• Por Jorge Torres Romero

Recuerdo diciembre de 2014. Fuimos invita­dos a la grabación de un programa de debate tele­visivo en donde participa­mos 6 periodistas de diferen­tes medios de comunicación para analizar y debatir sobre el primer año de gobierno del entonces presidente Horacio Cartes.

En la pausa, la conductora del programa nos dijo que al volver nos preguntaría qué puntuación le pondría­mos a algunos ministros, entre ellos, Ramón Jiménez Gaona, entonces al frente del MOPC. Los 6 habíamos coincidido que estaba reali­zando una buena gestión. En el momento de la pregunta en vivo, uno de los invitados dijo: “Yo le aplazo en su gestión”. Todos nos quedamos mirán­donos la cara, porque en el corte había dicho otra cosa. Al terminar la grabación le preguntamos qué había suce­dido con su postura inicial y esta fue su respuesta: “Claro que está realizando una exce­lente gestión, pero no puedo coincidir con ustedes por­que quedaría como muy ofi­cialista”.

Lastimosamente esta pos­tura la tienen muchos cole­gas, no aman la verdad, sino que aman su imagen. Es decir, no les importa la verdad, les importa el qué dirán. Son los mismos que hacen perio­dismo para las graderías, buscando lo políticamente correcto, aunque quieran presumir lo contrario.

Son los mismos que hoy sin ruborizarse y sin un poco de vergüenza niegan haber ava­lado el gobierno corrupto de Mario Abdo Benítez, mien­tras solo estaban concen­trados en liquidar a un sec­tor interno de la ANR, como siempre sin importarles la verdad. Son los mismos que ignoraron los cinco años de “arco libre” que dejó Abdo para que se siga fortale­ciendo el crimen organizado. Son los mismos que dieron la espalda a los dramas de inseguridad, al aumento de la pobreza, del desempleo y que miraron para otro lado mientras se instrumenta­ron instituciones del Estado como Seprelad, Senad, Inte­rior, Dinac, Anticorrupción, para fraguar elementos que condenen al adversario político que no estaba en el poder. Nunca les importó la verdad.

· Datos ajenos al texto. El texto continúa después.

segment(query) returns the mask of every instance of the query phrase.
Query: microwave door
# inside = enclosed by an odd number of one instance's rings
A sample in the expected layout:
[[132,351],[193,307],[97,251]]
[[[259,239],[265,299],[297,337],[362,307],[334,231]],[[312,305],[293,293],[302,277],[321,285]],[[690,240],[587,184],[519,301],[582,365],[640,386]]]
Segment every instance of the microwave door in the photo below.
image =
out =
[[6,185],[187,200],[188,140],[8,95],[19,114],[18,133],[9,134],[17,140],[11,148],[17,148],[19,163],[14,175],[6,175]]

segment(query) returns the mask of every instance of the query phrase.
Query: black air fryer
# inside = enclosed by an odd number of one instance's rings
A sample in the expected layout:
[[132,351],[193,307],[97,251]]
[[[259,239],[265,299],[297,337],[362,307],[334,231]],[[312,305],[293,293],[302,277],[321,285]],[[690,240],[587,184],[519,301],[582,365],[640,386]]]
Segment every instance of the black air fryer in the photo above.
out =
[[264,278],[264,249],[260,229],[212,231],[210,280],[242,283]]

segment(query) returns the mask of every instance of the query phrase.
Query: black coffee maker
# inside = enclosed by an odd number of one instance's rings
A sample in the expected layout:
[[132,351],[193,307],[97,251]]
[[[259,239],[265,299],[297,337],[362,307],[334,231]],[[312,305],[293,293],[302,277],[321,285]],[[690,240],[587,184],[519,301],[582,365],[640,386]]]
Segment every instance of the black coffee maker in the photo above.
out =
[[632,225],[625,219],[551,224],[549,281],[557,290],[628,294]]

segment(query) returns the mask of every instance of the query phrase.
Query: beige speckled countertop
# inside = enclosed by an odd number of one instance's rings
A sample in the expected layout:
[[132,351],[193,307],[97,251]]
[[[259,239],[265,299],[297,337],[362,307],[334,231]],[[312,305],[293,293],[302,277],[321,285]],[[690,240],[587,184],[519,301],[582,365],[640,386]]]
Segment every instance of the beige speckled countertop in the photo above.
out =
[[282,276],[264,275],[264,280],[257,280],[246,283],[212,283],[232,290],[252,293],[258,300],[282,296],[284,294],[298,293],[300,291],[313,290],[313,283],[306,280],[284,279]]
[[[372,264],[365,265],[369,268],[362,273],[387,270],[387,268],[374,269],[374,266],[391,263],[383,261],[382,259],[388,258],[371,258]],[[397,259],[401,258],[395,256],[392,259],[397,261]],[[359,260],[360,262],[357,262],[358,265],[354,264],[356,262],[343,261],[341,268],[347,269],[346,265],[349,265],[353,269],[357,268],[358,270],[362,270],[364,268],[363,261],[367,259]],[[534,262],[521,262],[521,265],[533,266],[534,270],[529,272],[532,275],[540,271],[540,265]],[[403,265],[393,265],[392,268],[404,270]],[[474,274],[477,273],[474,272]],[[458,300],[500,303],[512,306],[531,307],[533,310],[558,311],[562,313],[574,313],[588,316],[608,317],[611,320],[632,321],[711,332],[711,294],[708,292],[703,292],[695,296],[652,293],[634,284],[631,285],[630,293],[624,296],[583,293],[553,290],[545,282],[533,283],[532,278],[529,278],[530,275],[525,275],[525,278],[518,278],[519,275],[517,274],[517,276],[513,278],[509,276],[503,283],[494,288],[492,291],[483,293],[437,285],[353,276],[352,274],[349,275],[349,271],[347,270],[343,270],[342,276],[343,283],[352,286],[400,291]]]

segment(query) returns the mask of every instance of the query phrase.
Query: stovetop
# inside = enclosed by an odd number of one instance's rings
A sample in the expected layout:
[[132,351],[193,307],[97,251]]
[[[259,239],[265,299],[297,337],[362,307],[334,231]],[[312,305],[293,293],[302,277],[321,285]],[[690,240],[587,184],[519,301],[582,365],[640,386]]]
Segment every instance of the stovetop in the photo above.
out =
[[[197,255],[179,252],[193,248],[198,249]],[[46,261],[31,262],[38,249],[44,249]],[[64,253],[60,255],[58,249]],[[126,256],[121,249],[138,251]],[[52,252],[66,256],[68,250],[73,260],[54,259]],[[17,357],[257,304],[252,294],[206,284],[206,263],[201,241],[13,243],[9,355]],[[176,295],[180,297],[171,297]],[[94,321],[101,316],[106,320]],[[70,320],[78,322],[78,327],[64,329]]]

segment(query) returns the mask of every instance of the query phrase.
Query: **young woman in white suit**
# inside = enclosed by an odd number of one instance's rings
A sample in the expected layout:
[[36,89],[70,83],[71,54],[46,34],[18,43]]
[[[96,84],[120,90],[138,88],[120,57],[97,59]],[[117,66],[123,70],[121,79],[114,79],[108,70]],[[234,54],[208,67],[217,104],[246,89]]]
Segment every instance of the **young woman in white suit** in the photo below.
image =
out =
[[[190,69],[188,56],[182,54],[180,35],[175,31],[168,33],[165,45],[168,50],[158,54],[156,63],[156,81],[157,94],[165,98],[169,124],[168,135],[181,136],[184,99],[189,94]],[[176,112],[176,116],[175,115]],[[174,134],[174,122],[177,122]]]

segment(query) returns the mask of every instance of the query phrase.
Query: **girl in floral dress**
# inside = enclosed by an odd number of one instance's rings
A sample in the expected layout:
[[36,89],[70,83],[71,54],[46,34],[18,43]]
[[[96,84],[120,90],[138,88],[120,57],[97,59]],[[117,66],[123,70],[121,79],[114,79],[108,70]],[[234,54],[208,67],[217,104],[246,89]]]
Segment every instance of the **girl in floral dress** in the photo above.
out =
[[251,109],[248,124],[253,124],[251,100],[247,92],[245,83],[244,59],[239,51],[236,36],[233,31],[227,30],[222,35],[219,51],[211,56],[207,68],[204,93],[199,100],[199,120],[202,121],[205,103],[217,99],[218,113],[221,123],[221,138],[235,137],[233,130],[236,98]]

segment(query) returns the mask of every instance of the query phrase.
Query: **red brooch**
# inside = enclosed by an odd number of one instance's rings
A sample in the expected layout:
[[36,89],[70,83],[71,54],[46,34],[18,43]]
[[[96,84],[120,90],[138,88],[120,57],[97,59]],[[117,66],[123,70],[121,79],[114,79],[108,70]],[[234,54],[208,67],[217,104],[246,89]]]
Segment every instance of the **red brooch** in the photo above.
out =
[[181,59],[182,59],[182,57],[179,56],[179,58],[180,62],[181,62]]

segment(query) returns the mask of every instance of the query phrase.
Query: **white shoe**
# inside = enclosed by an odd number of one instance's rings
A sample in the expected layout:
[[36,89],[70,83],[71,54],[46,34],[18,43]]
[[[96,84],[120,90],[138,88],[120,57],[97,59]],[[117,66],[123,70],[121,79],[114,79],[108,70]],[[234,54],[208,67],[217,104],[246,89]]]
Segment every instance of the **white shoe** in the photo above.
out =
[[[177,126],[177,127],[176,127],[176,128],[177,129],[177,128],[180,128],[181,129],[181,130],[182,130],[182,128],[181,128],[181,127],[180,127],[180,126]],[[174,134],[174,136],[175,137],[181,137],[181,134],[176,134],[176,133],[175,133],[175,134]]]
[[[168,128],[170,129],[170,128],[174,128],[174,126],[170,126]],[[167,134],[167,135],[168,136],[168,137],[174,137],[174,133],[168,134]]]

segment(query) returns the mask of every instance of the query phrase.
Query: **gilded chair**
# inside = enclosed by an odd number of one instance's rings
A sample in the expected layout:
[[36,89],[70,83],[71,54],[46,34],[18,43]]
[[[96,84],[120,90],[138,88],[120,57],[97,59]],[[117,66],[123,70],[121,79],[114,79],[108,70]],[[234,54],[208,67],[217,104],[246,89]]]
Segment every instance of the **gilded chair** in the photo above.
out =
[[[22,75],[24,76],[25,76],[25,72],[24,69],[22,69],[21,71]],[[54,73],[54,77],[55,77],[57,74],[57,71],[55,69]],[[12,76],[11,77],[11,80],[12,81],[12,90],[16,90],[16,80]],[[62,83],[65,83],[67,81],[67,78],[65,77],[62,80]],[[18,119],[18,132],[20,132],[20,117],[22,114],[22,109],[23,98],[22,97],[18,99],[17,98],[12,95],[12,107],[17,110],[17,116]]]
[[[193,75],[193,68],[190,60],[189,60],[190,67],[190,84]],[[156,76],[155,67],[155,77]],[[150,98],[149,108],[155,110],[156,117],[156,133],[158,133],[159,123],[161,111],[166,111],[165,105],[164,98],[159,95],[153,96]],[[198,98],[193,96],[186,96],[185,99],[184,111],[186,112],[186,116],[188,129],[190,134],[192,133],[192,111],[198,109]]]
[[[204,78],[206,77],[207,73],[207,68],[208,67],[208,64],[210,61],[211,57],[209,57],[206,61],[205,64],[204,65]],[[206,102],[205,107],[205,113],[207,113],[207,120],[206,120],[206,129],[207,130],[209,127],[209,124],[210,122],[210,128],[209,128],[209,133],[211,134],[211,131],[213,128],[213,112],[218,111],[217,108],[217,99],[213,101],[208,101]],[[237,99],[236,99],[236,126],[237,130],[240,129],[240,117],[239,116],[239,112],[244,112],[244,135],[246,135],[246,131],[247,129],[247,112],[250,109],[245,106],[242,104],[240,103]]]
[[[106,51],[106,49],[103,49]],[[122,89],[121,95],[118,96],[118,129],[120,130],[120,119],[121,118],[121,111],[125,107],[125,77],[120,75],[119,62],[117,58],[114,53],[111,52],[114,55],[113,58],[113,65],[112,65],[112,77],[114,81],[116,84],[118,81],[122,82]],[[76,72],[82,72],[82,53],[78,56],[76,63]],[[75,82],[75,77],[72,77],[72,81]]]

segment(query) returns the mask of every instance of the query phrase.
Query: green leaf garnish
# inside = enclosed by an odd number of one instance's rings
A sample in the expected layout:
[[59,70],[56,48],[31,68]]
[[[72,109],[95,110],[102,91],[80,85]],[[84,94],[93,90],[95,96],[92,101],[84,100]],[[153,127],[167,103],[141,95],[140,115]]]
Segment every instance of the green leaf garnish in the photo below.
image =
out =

Por eso, esa campaña furi­bunda en favor del candi­dato de la Concertación (que cínicamente siguen negando que lo hicieron) no les sirvió para que gane las elecciones. Actuaron desconectados con los dra­mas de la gente, acumula­ron desprestigio, no influye­ron en los electores, aunque se jacten de tener audien­cia, nadie les creyó. Fueron también los derrotados el 30 de abril, al igual que el can­didato que apoyaron, por cierto, en una de las eleccio­nes más catastróficas para la oposición.

Mientras no exista esa auto­crítica, la prensa seguirá des­prestigiada. Por una cuestión de honestidad intelectual, la ciudadanía se merece que se saquen la careta y dejen de pretender estafar a su audiencia. El Paraguay necesita reformas radica­les urgentes, las iniciativas positivas merecen ser des­tacadas. Así como sonados casos de corrupción fue­ron destapados gracias a la prensa, también proyectos que significaban salir del atraso y avanzar como país fueron truncados por campa­ñas mediáticas oportunistas y sesgadas. Peña debe seguir con su promesa de cam­paña, los paraguayos quere­mos estar mejor, a pesar de quienes desean el fracaso del gobierno y, por ende, el fra­caso del Paraguay. Puedo estar equivocado, pero es lo que pienso.